Why Is It So Hard to Predict Hurricanes?
Roopinder Tara posted on September 10, 2017 |
Irma to hit Miami, No, wait...the Gulf coast. Hurricanes throw meteorologists for a loss.
A hundred years of hurricanes, told in "spaghetti" trails. Forecasting hurricanes still agonizingly difficult, even though simulation models are run on some of the world’s most powerful supercomputers. Map by Top Tjukanov.

When you need a weather forecast the most – like when a hurricane is bearing down on you – is when the predictions seem to fail. Why is that?

As Irma came roaring in from the Caribbean with winds of up to 185 mph, weather services which were able to predict Irma’s birth were unable to predict its behavior. Days before, we didn't know where Irma would hit. Maddening to Florida residents, the path kept moving. They didn't know which side of the state needed to evacuate. Miami braced itself for a full assault, only to have Irma veer to the west.

According to the Weather Underground, the best global dynamical models are the ECMWF, the GFS, and the GFDL. Image credit: National Hurricane Center.

World's Biggest CFD Problem

For the last couple of decades, the ECMWF, the European Union’s global weather model has been the gold standard for accuracy. But it only runs twice a day. And it charges for results. 

A US model, the US system, the Global Forecasting System (GFS), runs more frequently - 4 to 6 times a day. It's known to be good at predicting storms. It keeps getting better.

The National Hurricane Center, which runs several models, including the ECMWF and the GFS, to make its “spaghetti charts,” claims increasing accuracy over the years. In 2000, the average miss was 150 miles but now it's 75 miles. A two day prediction is the state of the art. 

"A hundred miles in a three day forecast is really good," says Dr. Brian McNoldy, a researcher at the University of Miami quoted in the New York Times. Quick to disagree would be millions of people in Florida, when the 100 miles is the difference between one densely populated coast and the other.

The main reason for the uncertainty is the vast amounts of data over a weather model that is literally the biggest fluid/thermal problem in the world -- and the granularity the scale imposes.
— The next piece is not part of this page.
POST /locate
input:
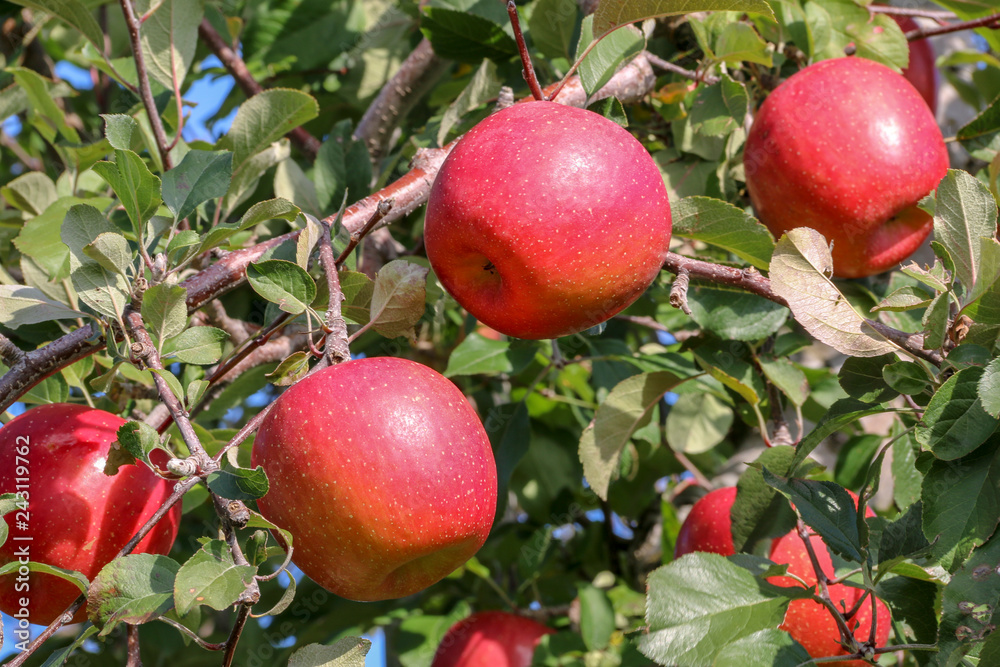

A single cell in the global model has sides that are 40 kilometers (25 miles) long, big enough to swallow entire cities leaving insufficient resolution to account for local effects. The widest part of the Florida peninsula would be covered in 6 cells. You will not know what will happen in your neighborhood, much less to your house.

Weather models also have to deal with ridiculous amounts of input, including radar images and satellite data. 

In a hurricane, not only are parts in motion, but they are travelling fast. The time slice must be very thin, so more calculations per hour are needed. This is in contrast to predictions of less volatile weather conditions and forecasts that are accurate for many days in advance. You can tell on Monday whether the sun will be out for your hike on the weekend, for example.

We're Getting Better

Weather researchers insist hurricane prediction is getting better all the time. A model's accuracy can be measured in the difference between where it hits land and and how fast its winds are when it hits, compared to the predictions a few days out. Predictions of Hurricane Harvey's (which flooded Houston) landfall varied over a much larger span of coastline than did Irma predictions, but as the Texas coastline is much less populated than Florida's, its uncertainty was less of an issue.

The weather prediction can get a lot better, says Jeff Masters, director of meteorology at the Weather Underground. He cites a 2007 recommendation that hurricane research be increased to $300 million a year, presumably leading to more accurate modeling. While small in proportion to the economic devastation of a major hurricane hitting a big metro, this is 10 times the amount of research currently being done in the United States.

With hurricanes getting stronger (this is first time hurricanes of Harvey and Irma's intensity have hit so close together), perhaps increased research could be seen as the prevention that is less expensive than the cure.